The top official of a tobacco company is working on the launch of its cigarette alternative by the first half of next year amid government’s push for higher excise taxes for heated tobacco products and vapor products.
Denis Gorkun, president of Philip Morris Fortune Tobacco Corp. Inc. (PMFTC) said IQOS’ launch will push through regardless of the proposed tax increase for tobacco alternative products.
“There are still a few steps to be undertaken and preparations to make sure that we launch as soon as possible,” Gorkun told reporters on the sidelines of the Brightleaf Agriculture Journalism Awards in Makati City last Friday evening.
Gorkun said 50 markets around the world have launched IQOS and around 13 million users have switched completely to IQOS.
“The best thing is to quit (cigarette smoking), and if people don’t quit, the best thing is to change, to seek for better alternatives and this is what we do, across all markets in Philip Morris gradually, and Philippines is one of them,” Gorkun said.
President Duterte recently called for the immediate enactment of Senate Bill 1074, or the act increasing the excise tax on alcohol, heated tobacco and vapor products.
The proposal aims to align the tax rate of heated tobacco products and vape with traditional cigarettes at P45 beginning next year, P50 in 2021, P55 in 2022 and P60 in 2023, with 5 percent annual increases from 2024 onwards.
“Does that affect the launch plan, absolutely not. We are totally committed to make sure that Philippine consumers have a choice, an access to one of the most successful platforms in the world which is IQOS,” Gorkun said.
“Our priority is to offer a much better alternative, and IQOs is a much better alternative.
That’s our priority, to switch consumers as quickly as possible from the combustible products to heated tobacco products,” he added.
Gorkun, however, reiterated the company’s position that taxation on heated tobacco products, and other innovative products, has to be proportionate to the risk.
“For people who, for whatever reason, cannot quit smoking, they should be encouraged to switch to those much better alternatives, so the taxation in short has to be risk proportionate. These products cost significantly a lot more to manufacture than cigarettes.
And of course, they bear much lower risk. That’s why the taxation should be lower than cigarettes. As you see today, they already cost even higher than most premium cigarettes already on the market,” Gorkun said.
“The market in the Philippines is not different from any other market of Philip Morris. You know, taxation is nothing new, we have clear positions that we have stated many, many times. Taxation has to be taken with a gradual approach. The key is to make sure that the tax increases are in line with GDP (gross domestic product) growth and inflation. Because otherwise, you have an increasing illicit market, and we have seen that before in Philippines, in history,” he added.
Gorkun said the key for all nicotine and tobacco products is to be properly regulated.
“A good example is the United Kingdom (where) there is no usage issue, there are millions of people who use these products, adults switch to them, they just need to be regulated appropriately. But if we want to make Philippines smoke-free, we need to make sure that the regulation, allows (us) to talk to adult smokers, and to explain the product to them. I think that’s the key,” Gorkun said.
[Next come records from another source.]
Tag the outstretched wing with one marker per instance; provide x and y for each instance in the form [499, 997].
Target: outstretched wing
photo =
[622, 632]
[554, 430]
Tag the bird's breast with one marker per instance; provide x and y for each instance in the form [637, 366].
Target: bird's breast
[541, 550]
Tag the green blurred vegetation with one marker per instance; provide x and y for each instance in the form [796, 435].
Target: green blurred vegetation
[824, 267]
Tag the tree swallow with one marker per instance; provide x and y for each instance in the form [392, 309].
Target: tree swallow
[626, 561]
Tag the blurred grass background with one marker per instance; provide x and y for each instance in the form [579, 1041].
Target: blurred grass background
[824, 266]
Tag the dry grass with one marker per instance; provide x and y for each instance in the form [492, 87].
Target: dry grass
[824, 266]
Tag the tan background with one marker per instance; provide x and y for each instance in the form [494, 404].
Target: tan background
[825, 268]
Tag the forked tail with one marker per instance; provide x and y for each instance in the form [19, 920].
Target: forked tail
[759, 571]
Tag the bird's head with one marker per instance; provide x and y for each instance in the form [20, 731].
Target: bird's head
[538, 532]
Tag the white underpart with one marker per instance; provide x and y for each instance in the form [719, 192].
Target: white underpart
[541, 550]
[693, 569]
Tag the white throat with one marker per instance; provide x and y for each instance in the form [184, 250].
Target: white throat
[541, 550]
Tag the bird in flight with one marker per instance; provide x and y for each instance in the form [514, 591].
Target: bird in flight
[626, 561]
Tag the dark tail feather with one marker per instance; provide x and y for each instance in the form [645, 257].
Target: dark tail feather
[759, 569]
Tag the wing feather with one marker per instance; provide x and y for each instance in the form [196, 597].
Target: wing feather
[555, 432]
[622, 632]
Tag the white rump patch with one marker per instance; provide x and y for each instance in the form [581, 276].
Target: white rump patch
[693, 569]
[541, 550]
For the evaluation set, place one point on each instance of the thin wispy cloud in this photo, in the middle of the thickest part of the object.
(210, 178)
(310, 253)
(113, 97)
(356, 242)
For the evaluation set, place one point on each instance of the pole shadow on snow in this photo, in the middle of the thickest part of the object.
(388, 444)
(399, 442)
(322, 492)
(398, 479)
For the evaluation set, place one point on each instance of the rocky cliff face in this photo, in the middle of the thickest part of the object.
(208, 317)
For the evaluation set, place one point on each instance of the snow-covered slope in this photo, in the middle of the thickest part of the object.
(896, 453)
“There will always be a debate. But we have plenty of examples around the world of reputable agencies, independent scientific experts who have reviewed our documents, our research on the risk profile of IQOS, and agreeing with us. In our mind, there is absolutely no ambiguity in terms of… that IQOS represents a much lower risk,” he added.
He said the company has yet to decide on the price of IQOS in the Philippines.
“We will decide how to price them, compared to our initial plan if the tax changes, because today we have a bill signed by the President in July of this year that puts a P10 tax on these products. It will be a decision point on pricing,” Gorkun said.
“We have experience from 50 markets worldwide. Our approach is to make sure that those products are accessible to adult smokers, but not cheap enough to… create any access to groups that we don’t want to target. The pricing is sensitive at the moment but clearly we have a lot of learnings from other markets in the world,” he added.
Many Filipino cigarette smokers however take options that will allow them to continue smoking despite the increasing price of the product, thus cigarettes are readily available to purchase in small stores or among street vendors by the stick.
Asked to comment on this, Gorkun said, “At some point, we might consider to develop programs, how to make sure that people who traditionally buy by stick also have an access to the device, as well as this product being available in traditional stores, but that’s not the plan for the period.”
“Our plan is clearly to bring first those products to people who buy by pack. Today, about 14 percent of Filipino consumers buy in packs. So I think we will have enough work to do, to make sure to first convince these people that buy by pack,” Gorkun said.